Apoptosis and loss of adhesion of bronchial epithelial cells in asthma.

BACKGROUND: Asthma is an inflammatory airway disease associated with infiltration of T cells and eosinophils, increased levels of pro-inflammatory cytokines, and shedding of bronchial epithelial cells (EC). We have recently shown that T cells and eosinophils cooperate in inducing bronchial EC apoptosis in asthma through secretion of IFN-gamma and TNF-alpha. Since EC shedding is a histologic hallmark of asthma, the intercellular junction of EC may be a target of pro-inflammatory cytokines. METHODS: Bronchial EC, cultured and exposed to IFN-gamma and TNF-alpha, were studied for the expression of adhesion molecules and apoptosis. In addition, the epithelial layer of bronchial biopsies from asthma patients was evaluated for apoptosis, shedding, and expression of adhesion molecules. RESULTS: We demonstrate that the induction of EC apoptosis is accompanied by loss of E-cadherin. In situ examination of E-cadherin in asthma revealed a reduction in its expression on EC membranes. In contrast, the in vitro and in vivo expression of beta1-integrins and intercellular adhesion molecule-1 (ICAM-1) increased on EC during asthmatic airway inflammation. CONCLUSIONS: Loss of cadherin-mediated intercellular adhesion and apoptosis could account for fragility and shedding of EC in asthma, especially since this occurs between columnar and basal EC.

T cells and eosinophils cooperate in the induction of bronchial epithelial cell apoptosis in asthma.
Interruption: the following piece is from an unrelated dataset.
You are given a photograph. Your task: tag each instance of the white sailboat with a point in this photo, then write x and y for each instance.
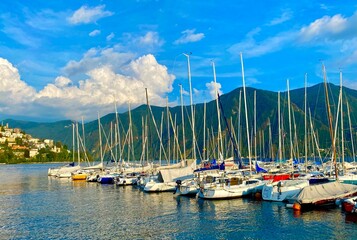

BACKGROUND: Asthma is an inflammatory airway disease associated with an infiltration of T cells and eosinophils, increased levels of pro-inflammatory cytokines, and shedding of bronchial epithelial cells (ECs). OBJECTIVE: Shedding of bronchial ECs is characterized by loss of the normal bronchial pseudostratified epithelium and the maintenance of a few basal cells on a thickened basement membrane. The aim of this study was to investigate whether, and by which mechanism, T cells and eosinophils can cause damage to airway ECs. METHODS: Bronchial ECs, cultured and exposed to cytokines, eosinophil cationic protein, activated T cells, and eosinophils were studied for the expression of apoptosis receptors (flow cytometry, immunoblotting, and RNA expression) and for the susceptibility for undergoing apoptosis. In addition, bronchial biopsy specimens from patients with asthma were evaluated for EC apoptosis. RESULTS: We demonstrate herein that the respiratory epithelium is an essential target of the inflammatory attack by T cells and eosinophils. Bronchial ECs underwent cytokine-induced cell death with DNA fragmentation and morphologic characteristics of apoptosis mediated by activated T cells and eosinophils. T cell- and eosinophil-induced EC apoptosis was blocked by inhibition of IFN-alpha and TNF-alpha; the Fas ligand-Fas pathway appears to be less important. Recombinant eosinophil cationic protein induced mainly necrosis of ECs. Furthermore, we demonstrated in situ apoptotic features of ECs in bronchial biopsy specimens of asthmatic patients. CONCLUSION: T cell- and eosinophil-induced apoptosis represents a key pathogenic event leading to EC shedding in asthma.